Улыбка Серого, с которым они вместе бежали к баракам, была высшей наградой для Пловца. Он очень уважал этого человека.

Начальнику лагеря через два часа было не до улыбок. Сорвав знаки отличия, особисты, не церемонясь, запихали его в автозак, и дверь железной будки на колёсах захлопнула для него не только служебную карьеру, но наверняка и саму жизнь.

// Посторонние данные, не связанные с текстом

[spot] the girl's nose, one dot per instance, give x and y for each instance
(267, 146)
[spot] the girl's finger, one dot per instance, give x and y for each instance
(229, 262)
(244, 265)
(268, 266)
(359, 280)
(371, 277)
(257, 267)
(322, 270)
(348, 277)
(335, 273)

Волохов, потрясённый не меньше других, почувствовал себя причастным к совершённому и, зная, за что поплатился Кабан, ничуть не сожалел о своих действиях. Более того, у него отпали все сомнения по поводу возможности организации борьбы и сопротивления, о которых говорил Серый. Он был готов к самым рискованным и решительным действиям, он понял, что полному беспределу, царящему как на свободе, так и в лагерях, можно и нужно противостоять. Он уверовал в то, что это его последнее предназначение в этой жизни и что именно так он может искупить свою вину перед народом. Ведь вольно или невольно, вместе с той партией, из которой его теперь исключили, он вёл к этому краю пропасти людей, поверивших в него, а теперь сидящих по лагерям или уже замученных до смерти. Это был тоже его грех, от которого душа требовала очищения, очищения борьбой на грани жизни и смерти. Волохову было приятно думать, что где-то далеко его друг Степан Макушев помнит о нём и они делают одно дело.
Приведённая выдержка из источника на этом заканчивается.